Ideologues and some activists can sometimes be just as narrow-minded as some experts on their one idea or solution too. Simple ideologies, big ideas, can unite a populace like nothing else to build ‘a utopian society of our dreams’ (whether religious or secular ones like equality, democracy or nationalism) but history has shown us that simple ideological visions have also been used to justify atrocious acts. We should instead understand reality for how it really is – i.e. it’s messy and complex – and therefore be ready to accept compromise and to consider a combination of ideas from a diverse range of perspectives on a case-by-case basis. Woof!
Even if someone does possess specific expertise on a matter at hand, the opinions and predictions of even scientists (and note that a scientist in one field is only a scientist in that specific field), never mind entrepreneurs, celebrities or the like, won’t ever count as scientific proof for a conclusion on their own. Their input may seem to carry weight, but no matter how smart, correct or successful they may have been before – opinions never count as evidence and making accurate predictions typically isn’t easy. We should neither trust nor distrust a statement or prediction based solely on who said it – everything is rightly able to be criticised if there are grounds for criticism, based on providing evidence and/or logic, reasoned arguments and counterarguments. This is one way science is different to religion – no one has absolute authority on a matter or is therefore able to present statements or predictions that are beyond questioning. Therefore scientists aren’t absolute authority figures – after all, scientists frequently disagree with other scientists!

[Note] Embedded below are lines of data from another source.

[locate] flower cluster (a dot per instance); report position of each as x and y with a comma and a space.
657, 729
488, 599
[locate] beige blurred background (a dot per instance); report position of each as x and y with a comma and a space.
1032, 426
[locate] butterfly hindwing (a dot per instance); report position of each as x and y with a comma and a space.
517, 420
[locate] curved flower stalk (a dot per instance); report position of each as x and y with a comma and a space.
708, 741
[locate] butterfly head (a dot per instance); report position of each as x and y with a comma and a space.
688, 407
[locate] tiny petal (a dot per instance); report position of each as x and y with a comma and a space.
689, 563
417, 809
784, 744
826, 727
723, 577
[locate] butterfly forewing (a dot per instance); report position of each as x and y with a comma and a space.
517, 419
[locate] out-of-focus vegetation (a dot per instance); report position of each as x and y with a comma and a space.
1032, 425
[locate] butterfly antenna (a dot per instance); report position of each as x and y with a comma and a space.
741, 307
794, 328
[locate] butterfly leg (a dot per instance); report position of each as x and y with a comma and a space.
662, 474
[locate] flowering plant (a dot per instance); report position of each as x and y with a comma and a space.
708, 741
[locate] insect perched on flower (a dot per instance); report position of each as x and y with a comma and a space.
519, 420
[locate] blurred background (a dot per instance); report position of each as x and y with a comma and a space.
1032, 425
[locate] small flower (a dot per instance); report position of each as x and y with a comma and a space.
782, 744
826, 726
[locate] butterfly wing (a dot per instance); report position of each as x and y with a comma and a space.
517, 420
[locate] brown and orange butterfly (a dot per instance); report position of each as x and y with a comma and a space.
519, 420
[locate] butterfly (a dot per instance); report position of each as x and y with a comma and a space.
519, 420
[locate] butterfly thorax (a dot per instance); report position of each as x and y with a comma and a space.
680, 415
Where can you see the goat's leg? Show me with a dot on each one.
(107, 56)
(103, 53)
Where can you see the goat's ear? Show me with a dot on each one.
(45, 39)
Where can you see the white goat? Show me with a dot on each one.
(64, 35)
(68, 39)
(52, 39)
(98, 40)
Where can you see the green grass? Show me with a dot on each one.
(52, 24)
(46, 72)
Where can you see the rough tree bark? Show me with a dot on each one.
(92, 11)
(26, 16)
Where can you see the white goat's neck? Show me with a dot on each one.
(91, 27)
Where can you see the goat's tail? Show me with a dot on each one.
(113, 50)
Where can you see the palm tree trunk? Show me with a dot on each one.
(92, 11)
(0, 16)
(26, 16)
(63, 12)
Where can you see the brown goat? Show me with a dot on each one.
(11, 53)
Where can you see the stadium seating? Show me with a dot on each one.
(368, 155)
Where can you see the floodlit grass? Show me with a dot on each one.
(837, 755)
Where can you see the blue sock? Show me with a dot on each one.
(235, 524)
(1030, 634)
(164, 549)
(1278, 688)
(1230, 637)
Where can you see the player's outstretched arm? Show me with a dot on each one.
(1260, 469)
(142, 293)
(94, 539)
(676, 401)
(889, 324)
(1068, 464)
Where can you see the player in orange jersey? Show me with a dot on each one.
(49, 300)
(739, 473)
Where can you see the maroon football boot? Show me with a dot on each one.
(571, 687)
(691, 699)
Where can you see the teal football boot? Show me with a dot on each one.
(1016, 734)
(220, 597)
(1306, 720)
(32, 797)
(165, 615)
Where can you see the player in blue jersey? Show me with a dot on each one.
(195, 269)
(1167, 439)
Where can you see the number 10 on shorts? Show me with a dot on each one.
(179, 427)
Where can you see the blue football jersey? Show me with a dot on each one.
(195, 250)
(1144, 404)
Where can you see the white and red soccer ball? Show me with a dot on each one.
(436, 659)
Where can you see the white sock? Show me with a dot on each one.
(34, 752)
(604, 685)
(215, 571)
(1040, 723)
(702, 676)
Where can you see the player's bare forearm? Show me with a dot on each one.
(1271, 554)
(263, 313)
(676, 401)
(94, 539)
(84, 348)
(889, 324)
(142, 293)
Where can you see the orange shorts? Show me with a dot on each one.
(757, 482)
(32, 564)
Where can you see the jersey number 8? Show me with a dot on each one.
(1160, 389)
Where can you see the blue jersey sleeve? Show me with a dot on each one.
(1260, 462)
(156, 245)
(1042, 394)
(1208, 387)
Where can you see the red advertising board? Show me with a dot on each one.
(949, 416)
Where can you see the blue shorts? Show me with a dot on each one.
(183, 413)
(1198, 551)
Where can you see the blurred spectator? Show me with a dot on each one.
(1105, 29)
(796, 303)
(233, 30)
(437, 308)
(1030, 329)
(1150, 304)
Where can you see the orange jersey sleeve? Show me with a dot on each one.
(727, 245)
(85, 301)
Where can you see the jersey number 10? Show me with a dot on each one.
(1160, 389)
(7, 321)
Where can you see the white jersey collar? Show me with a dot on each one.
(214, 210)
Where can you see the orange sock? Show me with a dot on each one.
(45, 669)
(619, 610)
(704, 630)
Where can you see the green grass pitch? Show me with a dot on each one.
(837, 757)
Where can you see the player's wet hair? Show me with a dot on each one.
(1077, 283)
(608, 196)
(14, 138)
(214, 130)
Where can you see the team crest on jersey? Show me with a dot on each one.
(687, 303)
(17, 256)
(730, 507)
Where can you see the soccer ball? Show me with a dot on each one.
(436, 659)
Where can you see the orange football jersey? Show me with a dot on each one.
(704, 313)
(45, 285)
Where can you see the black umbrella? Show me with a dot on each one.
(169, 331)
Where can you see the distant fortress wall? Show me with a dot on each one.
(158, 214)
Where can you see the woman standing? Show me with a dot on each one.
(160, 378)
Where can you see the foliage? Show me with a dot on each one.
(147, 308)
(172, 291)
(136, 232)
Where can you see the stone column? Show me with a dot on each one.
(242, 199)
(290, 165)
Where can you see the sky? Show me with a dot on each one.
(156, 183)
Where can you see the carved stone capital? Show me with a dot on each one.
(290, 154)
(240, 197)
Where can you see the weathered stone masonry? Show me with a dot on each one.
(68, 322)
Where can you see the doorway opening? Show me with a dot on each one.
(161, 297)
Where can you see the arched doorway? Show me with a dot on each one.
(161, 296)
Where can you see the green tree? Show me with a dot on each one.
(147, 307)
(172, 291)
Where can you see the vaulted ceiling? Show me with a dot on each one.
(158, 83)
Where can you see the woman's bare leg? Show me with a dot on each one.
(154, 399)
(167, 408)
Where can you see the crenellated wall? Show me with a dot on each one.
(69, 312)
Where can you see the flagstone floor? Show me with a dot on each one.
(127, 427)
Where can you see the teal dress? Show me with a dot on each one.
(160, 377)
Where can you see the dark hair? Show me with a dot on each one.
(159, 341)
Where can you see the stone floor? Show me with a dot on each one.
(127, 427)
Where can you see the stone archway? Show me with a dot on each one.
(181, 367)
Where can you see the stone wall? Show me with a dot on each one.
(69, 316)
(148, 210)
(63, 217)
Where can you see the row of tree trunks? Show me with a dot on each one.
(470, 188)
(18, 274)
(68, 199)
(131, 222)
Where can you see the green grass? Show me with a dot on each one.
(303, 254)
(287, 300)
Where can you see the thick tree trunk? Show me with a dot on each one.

Not all opinions or predictions are equal for some are based on more assured evidence than others. Yet it’d arguably be dangerous to totally silence certain unpopular or controversial opinions or predictions for they may one day gather support or evidence in the future? This has happened a lot in the past hence the evolving nature of cultures, scientific understanding and even what’s considered moral or ethical. We hardly understand everything yet.
…However, after everything we see, hear and are exposed to – what tends to happen is that we’re biased to believe and side with the expertise or opinion that personally suits us the most! It’s just like if you were trying to sell an antique and two expert antique dealers gave you very different ages and therefore valuations for it, you’ll likely believe that the piece was nearer the oldest estimate and therefore commands a higher reserve price. Whenever there are opposing views, we’re more likely to be more easily persuaded by the set of views that we’d personally rather believe in. So beware of this.